I’ve got an Android project I’m working on that, ultimately, will require me to create a movie file out of a series of still images taken with a phone’s camera. That is to say, I want to be able to take raw image frames and string them together, one by one, into a movie. Audio is not a concern at this stage.
Looking over the Android API, it looks like there are calls in it to create movie files, but it seems those are entirely geared around making a live recording from the camera on an immediate basis. While nice, I can’t use that for my purposes, as I need to put annotations and other post-production things on the images as they come in before they get fed into a movie (plus, the images come way too slowly to do a live recording). Worse, looking over the Android source, it looks like a non-trivial task to rewire that to do what I want it to do (at least without touching the NDK).

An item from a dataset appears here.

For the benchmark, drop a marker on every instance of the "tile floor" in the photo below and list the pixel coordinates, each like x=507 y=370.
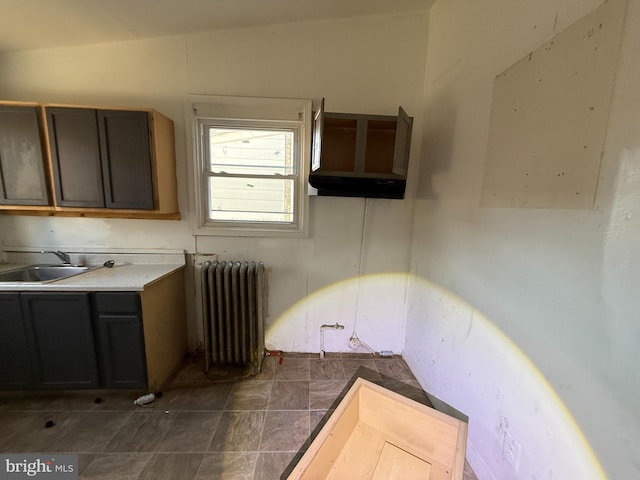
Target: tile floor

Is there any way I can use the API to do something like this? Or alternatively, what would be the best way to go about this, if it’s even feasible on cell phone hardware (which seems to keep getting more and more powerful, strangely…)?
No.
It is possible you can find a Java library that lets you assemble movies out of stills and annotations, but I would be rather surprised if it met your needs, would run on Android, and would run acceptably on mobile phone hardware.
IMHO, the best route is to use a Web service. Use the device for data collection, use the server to do all the heavy lifting of assembling the movie out of the parts.
If you have to do it on-device, the NDK seems like the only practical route.